Results obtained by tuning precision and recall in TPR-w ensembles

We can tune precision and recall rates in TPR-w ensembles, through the global parameter $ w$:

$\displaystyle p_i(x) = w \cdot \hat{p}_i(x) + \frac{1 - w}{\vert\phi(x)\vert} \sum_{j \in \phi(x)} p_j(x)
$

Fig. 7 and 8 show the hierarchical precision, recall and F-measure as functions of the parameter $ w$. For small values of $ w$ ($ w$ can vary from 0 to 1) the weight of the decision of the parent local predictor is small, and the ensemble decision depends mainly by the positive predictions of the offsprings nodes(classifiers): in this case we obtain a higher hierarchical recall for the TPR-w ensemble. On the contrary higher values of $ w$ correspond to a higher weight of the ``parent'' local predictor, with a resulting higher precision.
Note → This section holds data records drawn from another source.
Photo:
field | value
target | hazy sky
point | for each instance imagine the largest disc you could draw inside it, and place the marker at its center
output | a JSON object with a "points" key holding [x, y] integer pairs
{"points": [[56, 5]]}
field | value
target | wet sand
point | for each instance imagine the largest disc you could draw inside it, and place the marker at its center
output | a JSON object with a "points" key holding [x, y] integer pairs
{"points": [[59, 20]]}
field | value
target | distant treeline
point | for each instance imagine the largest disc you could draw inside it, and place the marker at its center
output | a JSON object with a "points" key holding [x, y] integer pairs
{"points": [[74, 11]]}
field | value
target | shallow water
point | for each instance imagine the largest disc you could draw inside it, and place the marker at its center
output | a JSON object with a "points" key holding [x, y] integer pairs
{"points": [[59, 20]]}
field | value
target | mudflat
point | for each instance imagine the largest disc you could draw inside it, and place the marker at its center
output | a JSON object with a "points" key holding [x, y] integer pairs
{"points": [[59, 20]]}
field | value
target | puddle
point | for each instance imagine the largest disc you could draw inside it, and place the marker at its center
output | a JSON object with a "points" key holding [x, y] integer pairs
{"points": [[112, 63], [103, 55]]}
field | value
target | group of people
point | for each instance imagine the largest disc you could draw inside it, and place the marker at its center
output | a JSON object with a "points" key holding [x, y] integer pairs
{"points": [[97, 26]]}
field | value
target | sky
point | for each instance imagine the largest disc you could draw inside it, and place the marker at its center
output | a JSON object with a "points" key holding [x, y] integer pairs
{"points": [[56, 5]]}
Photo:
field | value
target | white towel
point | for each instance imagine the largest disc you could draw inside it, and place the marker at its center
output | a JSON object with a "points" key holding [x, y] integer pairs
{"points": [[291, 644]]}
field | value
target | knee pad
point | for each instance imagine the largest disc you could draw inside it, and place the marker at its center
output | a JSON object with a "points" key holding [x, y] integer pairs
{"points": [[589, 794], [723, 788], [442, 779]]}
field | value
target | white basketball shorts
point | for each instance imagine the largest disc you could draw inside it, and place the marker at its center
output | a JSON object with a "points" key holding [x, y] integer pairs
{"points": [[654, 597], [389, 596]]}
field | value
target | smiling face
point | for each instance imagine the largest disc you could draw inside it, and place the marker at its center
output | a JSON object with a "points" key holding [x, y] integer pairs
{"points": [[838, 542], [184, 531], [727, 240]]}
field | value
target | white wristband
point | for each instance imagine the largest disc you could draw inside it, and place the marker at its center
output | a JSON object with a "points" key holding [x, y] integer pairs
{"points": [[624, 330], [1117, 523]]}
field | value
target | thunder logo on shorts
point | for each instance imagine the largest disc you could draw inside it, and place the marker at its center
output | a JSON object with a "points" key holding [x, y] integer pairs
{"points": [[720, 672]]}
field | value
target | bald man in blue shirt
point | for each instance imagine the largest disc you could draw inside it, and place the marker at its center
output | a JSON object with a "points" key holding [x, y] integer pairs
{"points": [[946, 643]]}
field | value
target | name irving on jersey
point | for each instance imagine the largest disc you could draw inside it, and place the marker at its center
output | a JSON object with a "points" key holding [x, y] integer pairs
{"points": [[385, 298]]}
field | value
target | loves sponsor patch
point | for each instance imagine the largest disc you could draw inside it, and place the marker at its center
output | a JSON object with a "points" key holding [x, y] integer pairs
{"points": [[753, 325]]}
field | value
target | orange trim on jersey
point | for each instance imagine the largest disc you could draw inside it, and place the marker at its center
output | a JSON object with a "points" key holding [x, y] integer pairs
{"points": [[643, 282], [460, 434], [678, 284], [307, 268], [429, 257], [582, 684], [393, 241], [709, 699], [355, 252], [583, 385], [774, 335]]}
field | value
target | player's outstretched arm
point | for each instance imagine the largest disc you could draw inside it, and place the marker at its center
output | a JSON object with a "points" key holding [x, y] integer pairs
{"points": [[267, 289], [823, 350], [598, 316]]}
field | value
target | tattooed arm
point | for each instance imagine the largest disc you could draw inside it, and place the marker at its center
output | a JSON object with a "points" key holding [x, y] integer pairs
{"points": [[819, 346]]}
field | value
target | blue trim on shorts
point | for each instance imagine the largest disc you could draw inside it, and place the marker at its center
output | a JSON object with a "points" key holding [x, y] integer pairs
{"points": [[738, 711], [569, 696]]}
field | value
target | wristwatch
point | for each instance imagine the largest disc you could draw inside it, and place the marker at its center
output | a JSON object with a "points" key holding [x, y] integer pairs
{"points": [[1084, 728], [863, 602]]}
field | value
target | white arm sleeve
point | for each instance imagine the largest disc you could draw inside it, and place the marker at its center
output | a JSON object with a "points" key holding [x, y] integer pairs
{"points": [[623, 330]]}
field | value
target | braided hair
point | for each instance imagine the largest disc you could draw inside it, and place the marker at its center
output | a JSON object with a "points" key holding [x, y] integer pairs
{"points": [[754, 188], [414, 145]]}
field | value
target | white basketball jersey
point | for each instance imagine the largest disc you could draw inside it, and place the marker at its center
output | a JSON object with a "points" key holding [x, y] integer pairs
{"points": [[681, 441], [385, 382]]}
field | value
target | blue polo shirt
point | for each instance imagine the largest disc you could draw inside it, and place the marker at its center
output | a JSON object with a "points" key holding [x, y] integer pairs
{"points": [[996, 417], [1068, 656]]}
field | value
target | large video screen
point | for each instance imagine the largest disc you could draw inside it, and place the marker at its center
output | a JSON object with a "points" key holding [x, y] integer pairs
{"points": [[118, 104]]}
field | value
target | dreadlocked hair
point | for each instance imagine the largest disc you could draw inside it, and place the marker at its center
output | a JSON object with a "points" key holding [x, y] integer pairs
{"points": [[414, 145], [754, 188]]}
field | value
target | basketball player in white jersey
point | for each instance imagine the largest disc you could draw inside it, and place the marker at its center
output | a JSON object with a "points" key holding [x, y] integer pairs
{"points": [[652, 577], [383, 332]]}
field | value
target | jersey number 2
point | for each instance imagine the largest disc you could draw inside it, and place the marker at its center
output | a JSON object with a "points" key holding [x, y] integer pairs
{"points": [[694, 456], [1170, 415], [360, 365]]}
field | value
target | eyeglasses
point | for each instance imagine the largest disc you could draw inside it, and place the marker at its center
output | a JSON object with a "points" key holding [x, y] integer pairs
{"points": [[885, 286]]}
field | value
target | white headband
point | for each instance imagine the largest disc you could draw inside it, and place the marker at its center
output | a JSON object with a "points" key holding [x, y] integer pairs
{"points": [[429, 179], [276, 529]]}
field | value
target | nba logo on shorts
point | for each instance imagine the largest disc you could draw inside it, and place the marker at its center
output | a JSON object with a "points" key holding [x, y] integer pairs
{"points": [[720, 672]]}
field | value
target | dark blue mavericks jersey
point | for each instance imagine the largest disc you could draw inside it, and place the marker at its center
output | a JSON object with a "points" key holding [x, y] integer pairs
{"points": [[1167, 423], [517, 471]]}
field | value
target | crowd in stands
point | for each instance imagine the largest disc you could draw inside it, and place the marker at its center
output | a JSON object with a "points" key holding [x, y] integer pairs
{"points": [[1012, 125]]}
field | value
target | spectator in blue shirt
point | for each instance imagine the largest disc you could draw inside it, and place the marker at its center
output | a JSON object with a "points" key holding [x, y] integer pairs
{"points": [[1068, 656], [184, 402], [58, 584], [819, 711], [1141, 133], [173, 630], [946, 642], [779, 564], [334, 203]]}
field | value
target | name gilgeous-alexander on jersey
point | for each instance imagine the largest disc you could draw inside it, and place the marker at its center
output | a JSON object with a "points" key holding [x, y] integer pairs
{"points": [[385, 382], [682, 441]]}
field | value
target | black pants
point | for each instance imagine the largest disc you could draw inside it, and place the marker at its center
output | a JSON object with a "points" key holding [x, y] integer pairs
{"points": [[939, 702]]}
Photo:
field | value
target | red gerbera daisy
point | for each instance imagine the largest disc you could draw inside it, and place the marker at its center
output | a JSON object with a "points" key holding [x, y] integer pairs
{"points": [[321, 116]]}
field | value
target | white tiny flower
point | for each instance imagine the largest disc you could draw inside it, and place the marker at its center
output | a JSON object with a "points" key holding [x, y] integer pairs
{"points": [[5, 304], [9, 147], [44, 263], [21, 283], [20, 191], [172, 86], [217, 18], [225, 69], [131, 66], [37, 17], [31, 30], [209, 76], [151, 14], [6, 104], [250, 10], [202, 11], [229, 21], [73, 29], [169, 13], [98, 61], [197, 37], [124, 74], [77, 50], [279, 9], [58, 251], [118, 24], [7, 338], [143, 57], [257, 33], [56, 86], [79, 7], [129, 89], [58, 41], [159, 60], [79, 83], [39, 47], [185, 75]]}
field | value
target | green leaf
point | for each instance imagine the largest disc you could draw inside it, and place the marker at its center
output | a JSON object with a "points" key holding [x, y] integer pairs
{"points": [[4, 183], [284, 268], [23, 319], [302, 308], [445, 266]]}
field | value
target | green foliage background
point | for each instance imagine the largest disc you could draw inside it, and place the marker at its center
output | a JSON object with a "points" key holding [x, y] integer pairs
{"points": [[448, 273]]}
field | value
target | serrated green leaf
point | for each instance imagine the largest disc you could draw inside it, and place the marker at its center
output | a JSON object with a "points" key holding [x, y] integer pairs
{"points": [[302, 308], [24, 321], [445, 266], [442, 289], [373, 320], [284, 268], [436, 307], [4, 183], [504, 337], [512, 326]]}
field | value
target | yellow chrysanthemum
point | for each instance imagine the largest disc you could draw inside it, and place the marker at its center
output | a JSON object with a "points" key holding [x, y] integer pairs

The opposite trends of precision and recall are quite clear in all graphs of Fig. 7. The best F-score is in ``middle'' values of the parameter parent-weight: in practice in most of the analyzed data sets the best F-measure is achieved for $ w$ between $ 0.5$ and $ 0.8$, but if we need higher recall rates (at the expense of the precision) we can choose lower $ w$ values, and higher values of $ w$ are needed if precision is our first aim.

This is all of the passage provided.